Which starting number, under one million, produces the longest chain?

NOTE: Once the chain starts the terms are allowed to go above one million.

I listed two solutions to this problem in Common Lisp below. alt-euler-14 strictly follows the formula and computes the solution inefficiently. euler-14 stores computed values in a hash table so it never applies the formula to the same number more than once.

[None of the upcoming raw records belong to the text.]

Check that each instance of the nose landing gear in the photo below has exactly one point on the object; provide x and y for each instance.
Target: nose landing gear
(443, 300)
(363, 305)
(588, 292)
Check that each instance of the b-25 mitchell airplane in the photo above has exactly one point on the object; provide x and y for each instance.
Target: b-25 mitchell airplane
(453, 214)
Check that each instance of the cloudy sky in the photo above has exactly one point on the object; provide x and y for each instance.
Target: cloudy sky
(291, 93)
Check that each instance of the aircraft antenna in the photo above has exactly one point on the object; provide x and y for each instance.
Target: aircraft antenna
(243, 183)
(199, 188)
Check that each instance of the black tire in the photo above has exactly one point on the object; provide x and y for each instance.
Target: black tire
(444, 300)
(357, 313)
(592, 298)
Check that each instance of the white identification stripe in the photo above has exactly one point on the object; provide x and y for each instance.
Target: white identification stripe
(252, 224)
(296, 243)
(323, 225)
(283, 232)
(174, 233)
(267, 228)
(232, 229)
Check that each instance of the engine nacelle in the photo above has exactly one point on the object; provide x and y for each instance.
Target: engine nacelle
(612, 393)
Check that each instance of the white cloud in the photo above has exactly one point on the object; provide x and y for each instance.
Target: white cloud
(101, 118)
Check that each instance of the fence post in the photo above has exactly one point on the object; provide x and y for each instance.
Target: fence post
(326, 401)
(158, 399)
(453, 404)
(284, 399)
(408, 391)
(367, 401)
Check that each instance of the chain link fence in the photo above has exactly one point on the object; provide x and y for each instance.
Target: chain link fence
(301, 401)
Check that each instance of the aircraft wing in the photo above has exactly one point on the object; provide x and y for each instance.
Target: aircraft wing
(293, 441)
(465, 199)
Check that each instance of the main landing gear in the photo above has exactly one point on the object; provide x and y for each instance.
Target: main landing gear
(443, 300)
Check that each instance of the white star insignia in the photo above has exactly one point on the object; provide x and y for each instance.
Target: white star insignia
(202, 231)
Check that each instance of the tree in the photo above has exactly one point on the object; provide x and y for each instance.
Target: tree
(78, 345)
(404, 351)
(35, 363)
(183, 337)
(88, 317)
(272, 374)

;;; *collatz-table* holds the number of terms for previously performed
;;; collatz calculations.  For example, say that we already found
;;; the number of terms to compute 10, which is 7.  If we compute
;;; the number of terms for 13, as in the example above, when it
;;; reaches 10 it will find this value in the table and add 7 to
;;; the current terms value to get the answer.
(defparameter *collatz-table* (make-hash-table))

(defun collatz (num)
  (cond ((= num 1) 1)
            ((gethash num *collatz-table*)
             (gethash num *collatz-table*))
            ((evenp num)
              (setf (gethash num *collatz-table*)
                      (1+ (collatz (/ num 2)))))
             (t (setf (gethash num *collatz-table*)
                         (1+ (collatz (1+ (* 3 num))))))))

(defun euler-14 ()
  (let ((answer 0)
          (max-terms 0))
    (do ((x 1 (1+ x)))
          ((>= x 1000000) answer)
      (let ((terms-of-x (collatz x)))
         (when (> terms-of-x max-terms)
           (setf max-terms terms-of-x
                   answer x))))))

(defun alt-collatz (num &optional (term 1))
  (cond ((= num 1) term)
            ((evenp num) (alt-collatz (/ num 2) (1+ term)))
            (t (alt-collatz (1+ (* 3 num)) (1+ term)))))

(defun alt-euler-14 ()
  (let ((answer 0)
         (max-terms 0))
    (do ((x 1 (1+ x)))
          ((>= x 1000000) answer)
      (let ((terms-of-x (alt-collatz x)))
        (when (> terms-of-x max-terms)
             (setf max-terms terms-of-x
                     answer x))))))

Alt-euler-14 took 8.5 seconds. euler-14's first run took 3 seconds, but the second run took 0.28 seconds. This speed came at a cost of more memory.